Iniciaram ainda durante a quinta-feira (09) os debates sobre o caso. Cada parte terá 2h30min de tempo para defender sua tese aos jurados, sendo que esse tempo precisa ser dividido entre os quatro réus. A expectativa é que o Júri tenha o encerramento entre a noite desta sexta-feira e madrugada de sábado.
A Rádio Uirapuru segue no Foro Central de Porto Alegre acompanhando a movimentação no local e conversou com o assistente da acusação, Pedro Barcelos. Questionado sobre os réus se recusarem a responder questionamentos do Ministério Público, Barcelos explicou que ficar em silêncio é um direito do réu para não produzir provas contra si mesmo. O assistente da acusação reforçou que é necessário acatar a decisão dos réus para que não haja uma nulidade do julgamento. Conforme Barcelos, todos os réus reclamaram que não tiveram voz durante oito anos e agora optaram por ficar em silêncio mais uma vez.
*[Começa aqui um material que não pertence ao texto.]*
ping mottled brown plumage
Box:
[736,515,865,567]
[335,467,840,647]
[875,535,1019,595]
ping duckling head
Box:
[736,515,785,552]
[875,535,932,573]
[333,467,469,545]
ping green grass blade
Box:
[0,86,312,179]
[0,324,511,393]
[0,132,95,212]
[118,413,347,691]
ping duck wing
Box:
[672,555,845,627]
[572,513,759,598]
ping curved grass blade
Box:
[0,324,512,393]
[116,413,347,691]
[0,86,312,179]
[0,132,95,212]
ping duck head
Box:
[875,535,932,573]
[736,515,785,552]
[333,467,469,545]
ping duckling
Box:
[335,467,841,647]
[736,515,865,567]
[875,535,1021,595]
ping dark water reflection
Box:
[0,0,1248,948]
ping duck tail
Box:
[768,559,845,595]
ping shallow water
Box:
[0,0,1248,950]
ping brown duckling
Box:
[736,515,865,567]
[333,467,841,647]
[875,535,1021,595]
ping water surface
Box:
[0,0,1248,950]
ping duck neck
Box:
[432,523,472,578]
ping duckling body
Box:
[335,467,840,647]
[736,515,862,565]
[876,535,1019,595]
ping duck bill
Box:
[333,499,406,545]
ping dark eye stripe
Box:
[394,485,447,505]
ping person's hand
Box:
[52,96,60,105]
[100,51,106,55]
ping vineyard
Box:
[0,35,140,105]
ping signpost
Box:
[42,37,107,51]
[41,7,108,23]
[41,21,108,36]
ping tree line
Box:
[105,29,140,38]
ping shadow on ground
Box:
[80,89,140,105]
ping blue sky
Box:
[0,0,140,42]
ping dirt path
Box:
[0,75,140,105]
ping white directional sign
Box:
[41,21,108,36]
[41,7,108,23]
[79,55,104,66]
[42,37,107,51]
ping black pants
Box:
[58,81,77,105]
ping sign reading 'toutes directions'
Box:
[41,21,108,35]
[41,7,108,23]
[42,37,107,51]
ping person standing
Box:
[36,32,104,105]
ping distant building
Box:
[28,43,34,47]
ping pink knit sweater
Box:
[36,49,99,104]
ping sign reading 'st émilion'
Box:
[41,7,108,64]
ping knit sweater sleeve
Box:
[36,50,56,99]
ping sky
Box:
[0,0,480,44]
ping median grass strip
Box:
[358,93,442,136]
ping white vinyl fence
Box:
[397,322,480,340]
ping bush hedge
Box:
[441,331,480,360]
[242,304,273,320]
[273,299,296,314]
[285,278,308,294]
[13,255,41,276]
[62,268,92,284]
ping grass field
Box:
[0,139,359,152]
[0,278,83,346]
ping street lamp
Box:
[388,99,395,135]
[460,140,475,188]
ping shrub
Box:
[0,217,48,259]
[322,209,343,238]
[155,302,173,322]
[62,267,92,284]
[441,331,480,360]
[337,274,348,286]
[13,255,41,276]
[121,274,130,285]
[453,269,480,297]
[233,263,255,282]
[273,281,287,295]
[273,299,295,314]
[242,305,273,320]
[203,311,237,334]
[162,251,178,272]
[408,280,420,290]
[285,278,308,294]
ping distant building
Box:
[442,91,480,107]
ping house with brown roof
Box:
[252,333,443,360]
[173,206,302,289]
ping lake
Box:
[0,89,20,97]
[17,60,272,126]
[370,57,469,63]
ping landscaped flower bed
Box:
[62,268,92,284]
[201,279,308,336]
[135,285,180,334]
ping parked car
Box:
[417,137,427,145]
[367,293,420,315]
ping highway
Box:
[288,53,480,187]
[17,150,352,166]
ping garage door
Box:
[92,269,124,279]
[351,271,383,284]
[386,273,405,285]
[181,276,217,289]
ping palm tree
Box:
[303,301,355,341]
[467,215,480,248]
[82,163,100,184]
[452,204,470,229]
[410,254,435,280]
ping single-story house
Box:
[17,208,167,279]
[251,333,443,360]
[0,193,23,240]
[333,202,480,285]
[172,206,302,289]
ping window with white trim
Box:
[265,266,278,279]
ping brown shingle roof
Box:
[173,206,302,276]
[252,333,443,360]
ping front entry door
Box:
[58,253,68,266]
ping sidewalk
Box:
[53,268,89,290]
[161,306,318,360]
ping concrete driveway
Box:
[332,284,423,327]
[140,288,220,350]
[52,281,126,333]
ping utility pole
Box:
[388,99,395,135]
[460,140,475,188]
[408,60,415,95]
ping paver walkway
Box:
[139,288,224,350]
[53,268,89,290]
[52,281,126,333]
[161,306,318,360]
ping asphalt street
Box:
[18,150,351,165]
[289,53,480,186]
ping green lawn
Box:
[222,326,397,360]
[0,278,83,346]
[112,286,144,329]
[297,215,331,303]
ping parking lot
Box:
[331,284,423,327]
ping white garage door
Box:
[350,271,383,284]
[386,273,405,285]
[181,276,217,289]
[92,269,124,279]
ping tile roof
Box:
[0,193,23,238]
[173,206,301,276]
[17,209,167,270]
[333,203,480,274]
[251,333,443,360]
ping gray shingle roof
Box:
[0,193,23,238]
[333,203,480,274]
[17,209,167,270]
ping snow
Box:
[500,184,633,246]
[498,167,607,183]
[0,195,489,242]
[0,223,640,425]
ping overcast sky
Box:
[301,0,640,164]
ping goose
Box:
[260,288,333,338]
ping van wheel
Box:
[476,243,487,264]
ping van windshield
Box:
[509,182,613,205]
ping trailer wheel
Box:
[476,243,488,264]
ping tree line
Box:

A Uirapuru conversou também com o pai da vítima Rafael Carvalho. Ele avaliou como muito triste a opção dos réus de se manter em silêncio e não responder as perguntas do Ministério Público. Para o pai era a hora dos réus mostrar as suas versões e dar explicações para os familiares que estão acompanhando o julgamento.